Proyek Pana Pana dari Kerjasama Pembangunan Jerman (GIZ) telah mengembangkan di La Mosquitia sebuah praktik yang terdiri dari proses pelatihan melalui metodologi Sekolah Lapangan, yang bertujuan untuk meningkatkan sistem produksi dengan penggabungan makanan yang terdiversifikasi dan praktik pertanian yang baik dari penyelamatan pengetahuan dan teknik tradisional. Pana Pana menetapkan penanaman beberapa tanaman dalam bentuk dan jarak yang teratur di ladang yang sama, dengan membuat alur atau tumpukan untuk melindungi benih dari genangan air atau kekeringan. Ketika ladang dan kebun didekatkan dengan rumah, maka perlu untuk mengajarkan penjabaran pupuk organik dan pestisida untuk memperbaiki tanah. Diversifikasi spesies tanaman membantu dalam hal ini, tetapi juga untuk meningkatkan nutrisi.
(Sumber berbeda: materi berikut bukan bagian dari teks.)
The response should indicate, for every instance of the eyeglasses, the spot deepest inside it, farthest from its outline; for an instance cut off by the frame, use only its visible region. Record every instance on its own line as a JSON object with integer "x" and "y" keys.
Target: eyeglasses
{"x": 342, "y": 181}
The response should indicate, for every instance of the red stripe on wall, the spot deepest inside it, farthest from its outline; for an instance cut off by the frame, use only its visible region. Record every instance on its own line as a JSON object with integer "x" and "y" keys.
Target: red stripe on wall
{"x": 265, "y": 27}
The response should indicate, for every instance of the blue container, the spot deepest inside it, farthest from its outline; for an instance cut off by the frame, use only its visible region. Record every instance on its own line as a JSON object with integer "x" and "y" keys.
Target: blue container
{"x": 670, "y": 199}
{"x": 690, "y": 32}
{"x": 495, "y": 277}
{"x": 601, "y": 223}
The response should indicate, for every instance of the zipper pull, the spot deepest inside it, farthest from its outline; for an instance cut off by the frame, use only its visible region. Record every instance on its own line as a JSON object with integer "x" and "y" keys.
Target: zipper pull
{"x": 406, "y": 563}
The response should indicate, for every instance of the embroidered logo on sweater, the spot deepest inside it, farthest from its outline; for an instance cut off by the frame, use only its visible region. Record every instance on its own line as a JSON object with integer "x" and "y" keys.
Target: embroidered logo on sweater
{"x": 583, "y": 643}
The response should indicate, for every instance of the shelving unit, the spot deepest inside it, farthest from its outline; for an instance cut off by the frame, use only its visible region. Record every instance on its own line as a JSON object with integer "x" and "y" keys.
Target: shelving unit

Luz, sebagai pemimpin komunitas, sekarang mengajarkan para tetangga di sini, bagaimana cara mendiversifikasi makanan mereka, melakukan pekerjaan mereka di dekat rumah dan memanen makanan mereka sendiri. Luz telah menjadi wanita yang menjadi rujukan di komunitas ini karena kepemimpinannya dan kebun keluarganya yang terdiversifikasi, seperti halnya ia menjadi contoh yang patut dihormati tentang apa yang dapat dicapai oleh wanita.